We have recently completed a new performance benchmark which demonstrates that MigratoryData WebSocket Server is able to handle 12 million concurrent users from a single server Dell PowerEdge R610 while pushing a substantial amount of live data (1.015 gigabit per second). This benchmark scenario shows that MigratoryData WebSocket Server is ideal for infrastructures delivering real-time data to a huge number of users, especially for mobile push notifications infrastructures that are typically demanded by telecom customers with tens of millions users.

Benchmark Results

In this benchmark scenario, MigratoryData scales up to 12 million concurrent users from a single Dell PowerEdge R610 server while pushing up to 1.015 Gbps live data (each user receives a 512-byte message every minute).
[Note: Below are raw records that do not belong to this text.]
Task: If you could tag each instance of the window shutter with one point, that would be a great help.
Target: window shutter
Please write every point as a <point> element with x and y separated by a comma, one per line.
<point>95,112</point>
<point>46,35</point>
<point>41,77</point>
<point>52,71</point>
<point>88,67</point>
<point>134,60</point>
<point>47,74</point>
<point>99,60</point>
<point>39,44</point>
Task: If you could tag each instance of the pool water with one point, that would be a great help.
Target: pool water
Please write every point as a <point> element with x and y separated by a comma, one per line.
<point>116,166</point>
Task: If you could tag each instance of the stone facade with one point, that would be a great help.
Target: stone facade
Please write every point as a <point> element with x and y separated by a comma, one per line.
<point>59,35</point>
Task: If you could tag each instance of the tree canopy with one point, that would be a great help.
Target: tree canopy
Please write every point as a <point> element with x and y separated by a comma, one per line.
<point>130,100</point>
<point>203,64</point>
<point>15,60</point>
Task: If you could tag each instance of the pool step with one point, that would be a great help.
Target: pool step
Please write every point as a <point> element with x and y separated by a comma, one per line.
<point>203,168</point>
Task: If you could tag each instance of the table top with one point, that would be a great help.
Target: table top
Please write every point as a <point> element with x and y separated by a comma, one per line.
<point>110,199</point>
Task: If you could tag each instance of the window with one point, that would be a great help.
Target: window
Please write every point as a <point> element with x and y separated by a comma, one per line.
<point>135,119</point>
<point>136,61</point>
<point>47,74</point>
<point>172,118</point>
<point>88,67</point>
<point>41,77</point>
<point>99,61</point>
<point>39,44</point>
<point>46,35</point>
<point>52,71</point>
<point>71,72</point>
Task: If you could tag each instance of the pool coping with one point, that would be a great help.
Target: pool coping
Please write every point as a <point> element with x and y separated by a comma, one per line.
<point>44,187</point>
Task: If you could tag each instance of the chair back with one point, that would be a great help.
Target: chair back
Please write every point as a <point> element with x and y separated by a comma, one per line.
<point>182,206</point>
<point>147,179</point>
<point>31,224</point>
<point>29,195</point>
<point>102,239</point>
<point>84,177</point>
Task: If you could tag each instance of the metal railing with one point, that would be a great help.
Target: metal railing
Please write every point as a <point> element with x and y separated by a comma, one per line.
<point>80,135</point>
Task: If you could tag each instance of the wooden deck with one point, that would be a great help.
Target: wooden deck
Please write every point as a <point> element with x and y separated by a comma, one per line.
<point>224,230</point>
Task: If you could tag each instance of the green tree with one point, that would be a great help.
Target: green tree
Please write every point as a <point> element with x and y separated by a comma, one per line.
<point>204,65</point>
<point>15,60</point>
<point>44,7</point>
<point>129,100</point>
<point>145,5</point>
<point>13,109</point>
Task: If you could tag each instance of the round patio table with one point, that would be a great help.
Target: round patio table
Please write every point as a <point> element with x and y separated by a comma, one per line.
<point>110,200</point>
The CPU utilization diagram below shows that MigratoryData WebSocket Server scales linearly with the hardware.

c12m-migratorydata-cpu-usage

According to the chart above, MigratoryData uses only 57% CPU to handle 12 million users. The remaining 43% CPU could be used to scale even more. However, we are limited by the RAM available on this machine (we use Centos 6.4 with standard Linux kernel and only the Linux kernel memory footprint for 12 million sockets is about 36 GB).

Also, the linearity of CPU utilization above indicates that MigratoryData WebSocket Server should normally scale vertically beyond 12 million concurrent users if additional RAM and CPU are available.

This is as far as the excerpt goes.